I have this little project that’s been 95% finished for months, ‘blogbot 2’, a python script which monitors a list of RSS/Atom feeds daily and sends out an email with all the new ones to a mailing list. Blogbot 1 was a ruby script where I rolled my own feed parser using Ruby’s built-in XML parser. Ruby’s parser rocks, but my wielding of it was only 90% good enough, so I wanted to leverage somebody else’s work and rewrite it in Python using the Universal Feed Parser.

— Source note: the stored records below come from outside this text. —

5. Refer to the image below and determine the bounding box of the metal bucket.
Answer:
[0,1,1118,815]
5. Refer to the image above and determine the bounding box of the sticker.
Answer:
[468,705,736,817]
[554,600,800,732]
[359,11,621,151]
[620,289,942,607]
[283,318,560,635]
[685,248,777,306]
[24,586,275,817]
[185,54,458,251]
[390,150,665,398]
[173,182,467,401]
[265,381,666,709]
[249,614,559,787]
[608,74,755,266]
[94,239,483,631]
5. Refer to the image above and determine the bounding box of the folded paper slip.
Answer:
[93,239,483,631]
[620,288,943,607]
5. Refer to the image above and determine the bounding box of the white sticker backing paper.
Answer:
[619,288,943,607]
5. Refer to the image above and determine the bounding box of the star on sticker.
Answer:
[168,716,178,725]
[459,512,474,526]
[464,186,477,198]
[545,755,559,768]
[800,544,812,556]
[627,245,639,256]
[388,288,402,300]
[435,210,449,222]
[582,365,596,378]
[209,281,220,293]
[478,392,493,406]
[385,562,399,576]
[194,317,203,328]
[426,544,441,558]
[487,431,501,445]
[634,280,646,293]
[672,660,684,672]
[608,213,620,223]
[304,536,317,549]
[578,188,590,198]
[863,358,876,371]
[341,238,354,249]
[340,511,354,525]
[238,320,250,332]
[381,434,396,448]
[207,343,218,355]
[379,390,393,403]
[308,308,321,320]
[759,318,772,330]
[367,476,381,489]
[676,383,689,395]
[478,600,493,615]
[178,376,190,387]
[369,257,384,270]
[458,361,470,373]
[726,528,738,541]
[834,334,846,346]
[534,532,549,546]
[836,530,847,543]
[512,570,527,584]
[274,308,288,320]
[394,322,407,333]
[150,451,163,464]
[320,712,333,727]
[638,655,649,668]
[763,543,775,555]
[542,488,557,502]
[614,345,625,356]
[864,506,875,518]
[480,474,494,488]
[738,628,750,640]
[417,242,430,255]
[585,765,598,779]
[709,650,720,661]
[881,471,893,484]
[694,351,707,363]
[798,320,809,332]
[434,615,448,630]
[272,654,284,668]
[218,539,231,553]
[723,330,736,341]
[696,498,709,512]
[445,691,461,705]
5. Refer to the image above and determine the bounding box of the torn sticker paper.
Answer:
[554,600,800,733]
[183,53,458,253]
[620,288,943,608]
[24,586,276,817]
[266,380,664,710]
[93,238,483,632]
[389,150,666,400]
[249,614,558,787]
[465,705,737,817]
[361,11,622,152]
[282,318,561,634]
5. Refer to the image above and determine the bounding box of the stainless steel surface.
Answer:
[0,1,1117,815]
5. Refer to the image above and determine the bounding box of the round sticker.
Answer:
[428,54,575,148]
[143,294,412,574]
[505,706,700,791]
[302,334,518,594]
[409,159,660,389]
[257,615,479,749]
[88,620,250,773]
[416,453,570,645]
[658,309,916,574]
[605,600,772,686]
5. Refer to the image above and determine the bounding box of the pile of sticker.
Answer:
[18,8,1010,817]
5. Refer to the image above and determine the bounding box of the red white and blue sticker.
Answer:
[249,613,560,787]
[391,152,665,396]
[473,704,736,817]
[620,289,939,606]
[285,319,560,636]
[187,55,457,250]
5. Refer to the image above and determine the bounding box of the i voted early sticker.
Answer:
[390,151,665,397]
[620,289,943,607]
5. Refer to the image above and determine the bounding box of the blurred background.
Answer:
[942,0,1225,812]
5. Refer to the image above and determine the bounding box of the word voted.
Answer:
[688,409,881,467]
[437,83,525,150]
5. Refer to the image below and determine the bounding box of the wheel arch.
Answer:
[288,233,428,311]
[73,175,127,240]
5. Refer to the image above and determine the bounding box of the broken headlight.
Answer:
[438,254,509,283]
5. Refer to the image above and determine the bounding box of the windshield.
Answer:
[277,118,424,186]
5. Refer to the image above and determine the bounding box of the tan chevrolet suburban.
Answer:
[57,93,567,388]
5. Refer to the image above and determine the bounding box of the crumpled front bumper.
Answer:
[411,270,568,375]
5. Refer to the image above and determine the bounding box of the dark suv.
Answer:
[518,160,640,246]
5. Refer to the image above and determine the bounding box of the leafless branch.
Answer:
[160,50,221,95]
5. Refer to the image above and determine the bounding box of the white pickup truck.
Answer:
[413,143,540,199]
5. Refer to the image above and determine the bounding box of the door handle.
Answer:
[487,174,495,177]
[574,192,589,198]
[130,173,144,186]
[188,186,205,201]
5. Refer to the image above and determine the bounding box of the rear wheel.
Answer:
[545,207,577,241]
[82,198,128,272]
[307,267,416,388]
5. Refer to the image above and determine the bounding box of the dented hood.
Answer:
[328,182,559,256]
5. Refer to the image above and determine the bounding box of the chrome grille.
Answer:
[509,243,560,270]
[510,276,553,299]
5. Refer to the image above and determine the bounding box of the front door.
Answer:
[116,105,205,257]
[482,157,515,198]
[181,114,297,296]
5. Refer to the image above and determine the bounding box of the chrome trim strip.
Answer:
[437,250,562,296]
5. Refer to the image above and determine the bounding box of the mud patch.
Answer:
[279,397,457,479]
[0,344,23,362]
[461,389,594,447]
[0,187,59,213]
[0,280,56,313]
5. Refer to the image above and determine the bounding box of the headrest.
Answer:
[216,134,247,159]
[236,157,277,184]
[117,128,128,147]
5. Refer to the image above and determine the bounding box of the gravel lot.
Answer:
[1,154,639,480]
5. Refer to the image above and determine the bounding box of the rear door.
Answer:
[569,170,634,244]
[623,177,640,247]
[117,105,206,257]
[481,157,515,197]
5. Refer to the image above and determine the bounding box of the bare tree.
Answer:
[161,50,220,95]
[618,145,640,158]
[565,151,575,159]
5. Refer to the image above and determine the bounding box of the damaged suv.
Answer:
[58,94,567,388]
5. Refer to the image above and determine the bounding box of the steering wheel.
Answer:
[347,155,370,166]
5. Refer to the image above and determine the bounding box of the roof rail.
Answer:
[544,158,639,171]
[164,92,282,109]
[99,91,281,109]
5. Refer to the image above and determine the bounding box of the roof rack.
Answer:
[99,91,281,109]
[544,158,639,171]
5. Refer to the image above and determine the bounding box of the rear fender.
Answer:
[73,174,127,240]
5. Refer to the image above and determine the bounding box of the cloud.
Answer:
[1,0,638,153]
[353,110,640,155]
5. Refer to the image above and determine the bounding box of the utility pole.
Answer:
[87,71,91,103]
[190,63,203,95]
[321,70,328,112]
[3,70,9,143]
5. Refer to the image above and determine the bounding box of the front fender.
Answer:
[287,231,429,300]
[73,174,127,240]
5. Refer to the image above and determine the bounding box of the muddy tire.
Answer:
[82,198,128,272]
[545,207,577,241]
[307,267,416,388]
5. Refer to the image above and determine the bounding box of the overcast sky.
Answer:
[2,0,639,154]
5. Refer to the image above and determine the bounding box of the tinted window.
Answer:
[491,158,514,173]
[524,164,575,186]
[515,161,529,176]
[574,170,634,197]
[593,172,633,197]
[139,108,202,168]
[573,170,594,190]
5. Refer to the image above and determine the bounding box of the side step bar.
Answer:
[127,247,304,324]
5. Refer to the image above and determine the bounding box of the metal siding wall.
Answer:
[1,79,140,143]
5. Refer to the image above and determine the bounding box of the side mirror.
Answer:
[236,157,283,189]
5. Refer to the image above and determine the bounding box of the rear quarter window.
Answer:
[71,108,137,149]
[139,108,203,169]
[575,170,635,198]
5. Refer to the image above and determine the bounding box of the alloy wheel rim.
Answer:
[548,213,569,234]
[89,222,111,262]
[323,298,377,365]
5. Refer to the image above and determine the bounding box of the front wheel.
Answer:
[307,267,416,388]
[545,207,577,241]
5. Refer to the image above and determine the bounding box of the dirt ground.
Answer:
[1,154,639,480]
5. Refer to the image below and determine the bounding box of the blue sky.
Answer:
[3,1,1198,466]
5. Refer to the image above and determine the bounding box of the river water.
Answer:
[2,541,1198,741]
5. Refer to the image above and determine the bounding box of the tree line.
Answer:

I kept stumbling over Unicode issues. The UFP is so correct that it often returns Unicode, and Python’s unicode handling, while very good if you know how to use it, is pretty sucky if you are me. The default handling for unicode-to-string conversion is to use the ‘ascii’ encoding, which can’t handle practically anything, and the default behavior when it hits something it can’t handle is to throw up its arms and scream in mute horror. You cannot globally change these defaults; you have to catch it conversion by conversion and change them.
I finally got it all figured out and it’s working great. But I tore hair out over that last 5%.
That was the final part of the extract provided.